Fighting Through is a 1919 silent American drama film, directed by Christy Cabanne. It stars E. K. Lincoln, Spottiswoode Aitken, and Millicent Fisher. It was released on January 27, 1919.

==Plot==
Robert Carr was raised by his grandfather, Dabney Carr, who had been a Colonel in the Confederate Army during the American Civil War. He is taught by his grandfather to distrust the U.S. government. Robert is engaged to Maryland Warren, who is also being pursued by Raymond Haynes. Raymond concocts a scenario which allows him to save Maryland from a runaway horse, while making it seem that Robert was too cowardly to come to her aid. Maryland accuses Robert of being a coward. Later, when the U. S. declares war on Germany, Robert is again falsely accused of cowardice and disloyalty towards the United States. Disgusted, Maryland breaks off their engagement. Despondent, Robert goes for a walk, where he is set upon by a group of hobos who rob him, beat him unconscious, and load him aboard a west-bound train.

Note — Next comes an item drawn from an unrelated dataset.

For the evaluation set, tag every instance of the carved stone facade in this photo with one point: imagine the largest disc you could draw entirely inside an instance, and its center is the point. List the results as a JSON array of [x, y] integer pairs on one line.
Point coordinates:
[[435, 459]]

Later, Robert is now in Arizona, tramping around with some hobo friends. Maryland arrives on vacation, accompanied by her mother and Raymond, who is still pursuing her. Maryland is kidnapped by a group of Yaqui Indians, and taken across the border to Mexico. In rescuing her, Robert proves both his bravery and his loyalty to the United States.

==Cast list==
- E. K. Lincoln as Robert Carr
- Spottiswoode Aitken as Colonel Dabney Carr
- Millicent Fisher as Maryland Warren
- Frederick Vroom as Braxton Warren
- Helen Dunbar as Mrs. Warren
- Hayward Mack as Raymond Haynes

==Production==
The film was originally titled, The American Spirit.

==Reception==
Motion Picture News gave the film a positive review. They felt the film was "well put together", and paid particular compliments to Cabanne's direction. They enjoyed the plot, and felt the film was well-paced, full of action and suspense. They also highlighted the performances of E. K. Lincoln, Millicent Fisher, Spottiswoode Aitken, Hayward Mack, Frederick Vroom, and Helen Dunbar. Moving Picture World also gave the film a good review, stating, "There is a great deal of outdoor charm and romantic interest in this six-reel feature." They felt that the plot built appropriately, and were impressed with the acting of Lincoln, Fisher and Aitken.